Paula S. De Vos

Paula S. De Vos (University of California, Berkeley, 2001) teaches Pre-Contact and Colonial Latin American history, Mexican history, and World History for Teachers. Her research interests lie in both colonial Mexico and early modern history of science and medicine. Her current project, supported by a research fellowship from the American Council of Learned Societies, concerns the history of pharmacy, chemistry, natural history, and medicine in colonial Mexico and is based on her dissertation, "The Art of Pharmacy in Seventeenth- and Eighteenth-Century Mexico." She is also interested in the relationship between the commercial, political, and scientific goals of the Spanish empire particularly with regard to imperial investigations into natural history and botany in the Americas and Philippines.
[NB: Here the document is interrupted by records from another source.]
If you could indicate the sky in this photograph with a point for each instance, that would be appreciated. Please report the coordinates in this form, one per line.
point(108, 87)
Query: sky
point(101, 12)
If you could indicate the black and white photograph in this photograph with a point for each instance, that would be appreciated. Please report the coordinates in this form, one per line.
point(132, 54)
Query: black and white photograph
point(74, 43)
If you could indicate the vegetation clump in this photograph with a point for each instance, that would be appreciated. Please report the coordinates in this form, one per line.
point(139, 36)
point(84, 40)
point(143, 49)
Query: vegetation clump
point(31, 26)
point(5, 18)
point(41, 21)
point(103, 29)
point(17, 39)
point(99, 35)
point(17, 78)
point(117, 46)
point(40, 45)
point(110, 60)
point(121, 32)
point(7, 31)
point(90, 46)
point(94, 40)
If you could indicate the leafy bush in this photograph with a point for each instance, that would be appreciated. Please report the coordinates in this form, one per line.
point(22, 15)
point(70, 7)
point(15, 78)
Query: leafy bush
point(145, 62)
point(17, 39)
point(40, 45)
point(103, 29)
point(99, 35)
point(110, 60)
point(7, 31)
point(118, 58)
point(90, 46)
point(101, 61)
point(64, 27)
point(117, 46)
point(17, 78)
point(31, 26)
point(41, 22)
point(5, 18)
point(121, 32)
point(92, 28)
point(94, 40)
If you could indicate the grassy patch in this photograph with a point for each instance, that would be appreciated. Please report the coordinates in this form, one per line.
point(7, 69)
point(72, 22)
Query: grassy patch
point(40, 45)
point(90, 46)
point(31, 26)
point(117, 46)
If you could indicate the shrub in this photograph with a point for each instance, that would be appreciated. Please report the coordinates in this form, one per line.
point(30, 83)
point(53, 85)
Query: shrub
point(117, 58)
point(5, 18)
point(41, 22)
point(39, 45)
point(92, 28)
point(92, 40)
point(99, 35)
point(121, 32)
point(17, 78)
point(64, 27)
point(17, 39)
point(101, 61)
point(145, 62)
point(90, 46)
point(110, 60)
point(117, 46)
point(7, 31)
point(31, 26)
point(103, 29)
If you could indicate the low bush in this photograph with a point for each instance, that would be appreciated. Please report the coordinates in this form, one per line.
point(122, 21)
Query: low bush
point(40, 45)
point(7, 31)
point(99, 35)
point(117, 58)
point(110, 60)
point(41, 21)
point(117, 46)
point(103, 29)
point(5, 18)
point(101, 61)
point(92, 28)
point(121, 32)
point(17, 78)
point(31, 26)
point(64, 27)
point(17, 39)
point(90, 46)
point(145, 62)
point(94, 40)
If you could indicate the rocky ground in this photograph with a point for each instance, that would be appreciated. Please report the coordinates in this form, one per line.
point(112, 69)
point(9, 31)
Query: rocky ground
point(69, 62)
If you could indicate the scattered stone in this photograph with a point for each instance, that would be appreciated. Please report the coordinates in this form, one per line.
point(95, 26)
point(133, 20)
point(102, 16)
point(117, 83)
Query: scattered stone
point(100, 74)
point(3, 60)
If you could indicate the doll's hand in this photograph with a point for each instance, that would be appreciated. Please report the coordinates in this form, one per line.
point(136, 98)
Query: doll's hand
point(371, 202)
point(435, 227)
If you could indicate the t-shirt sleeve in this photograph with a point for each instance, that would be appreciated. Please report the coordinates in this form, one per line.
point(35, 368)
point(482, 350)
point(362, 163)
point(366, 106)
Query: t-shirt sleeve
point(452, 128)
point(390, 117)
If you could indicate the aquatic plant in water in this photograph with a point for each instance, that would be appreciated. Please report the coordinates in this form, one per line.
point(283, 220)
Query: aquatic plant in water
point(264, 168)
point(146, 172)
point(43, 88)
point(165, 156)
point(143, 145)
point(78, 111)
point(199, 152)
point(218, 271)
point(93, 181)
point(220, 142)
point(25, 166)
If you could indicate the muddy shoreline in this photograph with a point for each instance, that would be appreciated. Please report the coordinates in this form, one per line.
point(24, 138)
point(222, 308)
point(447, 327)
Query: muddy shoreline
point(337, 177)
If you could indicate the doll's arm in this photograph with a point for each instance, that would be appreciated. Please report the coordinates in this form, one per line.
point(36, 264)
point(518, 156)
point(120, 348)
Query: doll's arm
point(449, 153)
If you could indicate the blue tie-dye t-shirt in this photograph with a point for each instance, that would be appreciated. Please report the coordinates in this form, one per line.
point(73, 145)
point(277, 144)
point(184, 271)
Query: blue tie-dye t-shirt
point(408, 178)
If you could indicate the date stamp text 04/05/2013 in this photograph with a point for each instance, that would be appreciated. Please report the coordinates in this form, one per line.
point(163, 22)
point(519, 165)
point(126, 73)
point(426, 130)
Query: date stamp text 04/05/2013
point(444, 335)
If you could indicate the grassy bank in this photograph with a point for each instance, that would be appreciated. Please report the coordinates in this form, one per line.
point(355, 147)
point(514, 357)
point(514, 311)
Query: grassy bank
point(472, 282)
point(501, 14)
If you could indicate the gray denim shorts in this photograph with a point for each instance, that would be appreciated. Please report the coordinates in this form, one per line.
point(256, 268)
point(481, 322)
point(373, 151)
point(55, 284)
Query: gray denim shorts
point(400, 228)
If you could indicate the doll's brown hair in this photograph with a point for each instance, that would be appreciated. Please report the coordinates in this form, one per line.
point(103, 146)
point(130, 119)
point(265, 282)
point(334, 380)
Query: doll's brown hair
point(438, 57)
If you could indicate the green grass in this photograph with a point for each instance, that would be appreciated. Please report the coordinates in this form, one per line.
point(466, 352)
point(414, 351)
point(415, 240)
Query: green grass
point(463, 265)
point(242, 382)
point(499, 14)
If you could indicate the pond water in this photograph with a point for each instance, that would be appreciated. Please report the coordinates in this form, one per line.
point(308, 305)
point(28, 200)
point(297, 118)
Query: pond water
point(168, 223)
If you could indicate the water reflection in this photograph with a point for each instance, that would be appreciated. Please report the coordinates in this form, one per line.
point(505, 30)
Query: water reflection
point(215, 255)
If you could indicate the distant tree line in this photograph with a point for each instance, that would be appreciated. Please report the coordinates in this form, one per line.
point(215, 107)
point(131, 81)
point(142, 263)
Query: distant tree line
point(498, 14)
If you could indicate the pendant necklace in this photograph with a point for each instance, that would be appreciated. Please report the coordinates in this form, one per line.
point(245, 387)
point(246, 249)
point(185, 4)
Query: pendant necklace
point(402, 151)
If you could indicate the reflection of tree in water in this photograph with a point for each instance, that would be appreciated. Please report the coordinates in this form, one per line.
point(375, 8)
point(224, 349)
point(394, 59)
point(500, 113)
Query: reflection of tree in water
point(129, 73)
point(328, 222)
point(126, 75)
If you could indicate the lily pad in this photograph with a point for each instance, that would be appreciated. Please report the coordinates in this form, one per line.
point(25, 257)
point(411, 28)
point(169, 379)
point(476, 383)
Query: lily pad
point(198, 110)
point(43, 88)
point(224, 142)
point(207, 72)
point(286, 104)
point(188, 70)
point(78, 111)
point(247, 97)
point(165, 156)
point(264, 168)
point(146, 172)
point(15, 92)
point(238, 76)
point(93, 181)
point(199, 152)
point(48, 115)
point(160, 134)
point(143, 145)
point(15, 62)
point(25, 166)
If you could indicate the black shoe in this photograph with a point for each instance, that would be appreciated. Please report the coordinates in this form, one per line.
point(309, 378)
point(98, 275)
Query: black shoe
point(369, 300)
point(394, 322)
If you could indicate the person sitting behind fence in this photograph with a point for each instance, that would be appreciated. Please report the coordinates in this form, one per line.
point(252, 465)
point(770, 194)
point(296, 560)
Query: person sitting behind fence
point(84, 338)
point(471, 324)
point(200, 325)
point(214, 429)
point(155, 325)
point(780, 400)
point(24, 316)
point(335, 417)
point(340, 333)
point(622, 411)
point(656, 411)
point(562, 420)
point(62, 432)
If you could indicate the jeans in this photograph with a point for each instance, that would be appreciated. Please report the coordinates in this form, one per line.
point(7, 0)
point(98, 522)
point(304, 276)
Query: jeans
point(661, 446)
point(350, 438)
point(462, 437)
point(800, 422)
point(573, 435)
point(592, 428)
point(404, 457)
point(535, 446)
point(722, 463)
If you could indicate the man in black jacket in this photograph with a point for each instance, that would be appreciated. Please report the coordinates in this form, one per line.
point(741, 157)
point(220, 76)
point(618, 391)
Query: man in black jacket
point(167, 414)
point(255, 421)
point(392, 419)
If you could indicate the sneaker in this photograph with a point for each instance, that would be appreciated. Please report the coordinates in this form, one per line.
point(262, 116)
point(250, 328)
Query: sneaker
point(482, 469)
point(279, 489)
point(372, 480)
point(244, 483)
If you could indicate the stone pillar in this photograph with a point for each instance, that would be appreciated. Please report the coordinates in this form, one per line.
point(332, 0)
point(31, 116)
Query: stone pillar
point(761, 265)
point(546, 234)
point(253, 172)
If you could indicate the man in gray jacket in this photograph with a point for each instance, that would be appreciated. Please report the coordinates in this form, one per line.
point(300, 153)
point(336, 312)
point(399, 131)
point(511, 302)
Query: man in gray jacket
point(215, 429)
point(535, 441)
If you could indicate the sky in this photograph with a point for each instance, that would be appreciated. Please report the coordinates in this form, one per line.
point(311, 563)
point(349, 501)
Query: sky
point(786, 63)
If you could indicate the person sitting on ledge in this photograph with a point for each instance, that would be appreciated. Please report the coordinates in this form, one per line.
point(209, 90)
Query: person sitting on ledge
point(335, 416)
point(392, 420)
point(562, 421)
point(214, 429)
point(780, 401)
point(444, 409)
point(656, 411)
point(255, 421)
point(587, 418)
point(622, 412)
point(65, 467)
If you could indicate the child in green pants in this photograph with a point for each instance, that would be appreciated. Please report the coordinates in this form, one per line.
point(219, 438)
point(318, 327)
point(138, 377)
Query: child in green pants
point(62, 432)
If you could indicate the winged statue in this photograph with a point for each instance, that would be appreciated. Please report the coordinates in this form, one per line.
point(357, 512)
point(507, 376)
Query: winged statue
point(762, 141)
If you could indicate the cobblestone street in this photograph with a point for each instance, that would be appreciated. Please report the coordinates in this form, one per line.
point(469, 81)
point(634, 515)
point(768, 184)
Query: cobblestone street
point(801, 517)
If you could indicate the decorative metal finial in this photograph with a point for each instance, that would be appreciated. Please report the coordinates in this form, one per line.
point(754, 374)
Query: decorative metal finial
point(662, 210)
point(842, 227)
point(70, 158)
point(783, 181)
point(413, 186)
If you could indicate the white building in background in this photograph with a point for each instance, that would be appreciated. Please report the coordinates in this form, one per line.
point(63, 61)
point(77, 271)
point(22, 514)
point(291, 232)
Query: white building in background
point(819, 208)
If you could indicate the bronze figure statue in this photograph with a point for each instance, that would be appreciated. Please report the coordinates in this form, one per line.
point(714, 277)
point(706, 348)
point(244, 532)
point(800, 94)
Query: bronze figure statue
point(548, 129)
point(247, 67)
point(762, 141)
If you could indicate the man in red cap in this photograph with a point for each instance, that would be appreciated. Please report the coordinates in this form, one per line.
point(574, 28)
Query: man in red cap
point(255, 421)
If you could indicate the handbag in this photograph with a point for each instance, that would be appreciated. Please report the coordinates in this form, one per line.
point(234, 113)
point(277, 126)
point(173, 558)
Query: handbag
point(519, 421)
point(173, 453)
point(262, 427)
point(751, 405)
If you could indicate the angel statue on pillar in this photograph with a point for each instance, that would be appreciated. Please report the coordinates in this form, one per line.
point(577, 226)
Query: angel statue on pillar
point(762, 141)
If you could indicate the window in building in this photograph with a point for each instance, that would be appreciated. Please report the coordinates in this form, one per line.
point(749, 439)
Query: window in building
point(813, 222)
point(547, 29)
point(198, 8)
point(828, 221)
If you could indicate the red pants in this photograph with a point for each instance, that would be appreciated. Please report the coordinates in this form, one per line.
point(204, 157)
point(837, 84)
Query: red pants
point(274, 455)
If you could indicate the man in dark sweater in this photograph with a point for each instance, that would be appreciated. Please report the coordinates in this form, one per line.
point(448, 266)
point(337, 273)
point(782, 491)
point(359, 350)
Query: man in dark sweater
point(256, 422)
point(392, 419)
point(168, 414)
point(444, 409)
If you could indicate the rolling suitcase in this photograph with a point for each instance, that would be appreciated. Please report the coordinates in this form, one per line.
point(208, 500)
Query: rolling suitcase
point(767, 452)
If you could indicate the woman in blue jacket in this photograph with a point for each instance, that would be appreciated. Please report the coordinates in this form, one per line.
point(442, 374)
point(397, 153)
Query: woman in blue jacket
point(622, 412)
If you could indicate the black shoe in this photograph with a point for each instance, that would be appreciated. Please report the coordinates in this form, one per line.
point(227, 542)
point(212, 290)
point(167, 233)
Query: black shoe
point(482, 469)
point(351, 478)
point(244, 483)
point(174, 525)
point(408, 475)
She has written several articles in this regard, including "The Science of Spices: Empiricism and Economic Botany in the Early Spanish Empire," Journal of World History (forthcoming, late 2006/early 2007), "Research, Development, and Empire: State Support of Science in the Later Spanish Empire," Colonial Latin American Review (forthcoming, 2006), "The Spice Trade and the Colonization of the Philippines," Mains'l Haul: A Journal of Pacific Maritime History(forthcoming, 2005), and "An Herbal El Dorado: The Quest for Botanical Wealth in the Spanish Empire" Endeavour 27(3) (2003), 117-121. Professor De Vos is also one of four editors for an upcoming volume entitled Science, Power, and the Order of Nature in the Spanish and Portuguese Empires to be published by Stanford University Press.